Recognizing that the office sector is still in the process of rationalizing in terms of valuation (supply and demand), I believe that the shares could conservatively land at $27.50 (11.9x) by the end of 2025 and our total return estimate is 20% annually.
In Closing
In 2023 I created our Quality and Value Tracker which helps to select the constituents for our REIT ETF.
As seen below, EPRT scores high on quality (89) and attractive on valuation (76). HIW scores average on quality (69) and very attractive on valuation (92).
The purpose of this Index is to assist our team with researching the universe for the best possible REITs to own recognizing that "the disciplined pursuit of bargains makes value investing very much a risk-averse approach" (Klarman).

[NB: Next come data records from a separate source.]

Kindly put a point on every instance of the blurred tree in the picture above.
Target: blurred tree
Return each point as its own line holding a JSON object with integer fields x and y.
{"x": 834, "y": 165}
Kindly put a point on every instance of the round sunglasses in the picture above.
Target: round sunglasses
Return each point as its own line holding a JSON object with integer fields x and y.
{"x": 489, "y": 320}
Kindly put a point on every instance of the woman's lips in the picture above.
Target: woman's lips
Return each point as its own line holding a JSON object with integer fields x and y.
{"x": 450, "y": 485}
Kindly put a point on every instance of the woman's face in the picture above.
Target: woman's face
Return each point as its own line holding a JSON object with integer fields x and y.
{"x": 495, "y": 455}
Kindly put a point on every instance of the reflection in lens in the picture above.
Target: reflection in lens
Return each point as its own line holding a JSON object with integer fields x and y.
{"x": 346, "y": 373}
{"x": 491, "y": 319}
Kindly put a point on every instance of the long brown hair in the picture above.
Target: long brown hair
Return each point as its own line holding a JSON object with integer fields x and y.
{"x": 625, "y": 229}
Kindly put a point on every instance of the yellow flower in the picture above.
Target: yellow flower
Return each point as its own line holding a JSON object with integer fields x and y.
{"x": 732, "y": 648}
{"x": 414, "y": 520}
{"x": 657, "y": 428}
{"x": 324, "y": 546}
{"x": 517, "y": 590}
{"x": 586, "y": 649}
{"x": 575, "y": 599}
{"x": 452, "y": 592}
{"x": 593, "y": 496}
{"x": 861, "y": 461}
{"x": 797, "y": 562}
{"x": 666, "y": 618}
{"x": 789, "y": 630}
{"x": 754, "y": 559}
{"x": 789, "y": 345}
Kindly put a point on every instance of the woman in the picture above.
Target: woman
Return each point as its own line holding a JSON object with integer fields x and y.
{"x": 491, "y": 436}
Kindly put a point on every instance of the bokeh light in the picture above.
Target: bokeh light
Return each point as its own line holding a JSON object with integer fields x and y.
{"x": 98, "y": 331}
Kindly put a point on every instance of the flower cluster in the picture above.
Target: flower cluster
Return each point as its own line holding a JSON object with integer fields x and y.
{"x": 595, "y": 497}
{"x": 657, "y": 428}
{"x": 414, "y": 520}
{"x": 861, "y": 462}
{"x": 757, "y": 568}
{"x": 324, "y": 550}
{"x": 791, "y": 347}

As Benjamin Graham observed, "you are neither right nor wrong because the crowd disagrees with you. You are right because the data and reasoning are right."
As he wrote in The Intelligent Investor, the value investor's purpose is to capitalize upon "a favorable difference between price on the one hand and indicated or appraised value on the other."
Batter up!
Note: Brad Thomas is a Wall Street writer, which means he's not always right with his predictions or recommendations. Since that also applies to his grammar, please excuse any typos you may find. Also, this article is free: Written and distributed only to assist in research while providing a forum for second-level thinking.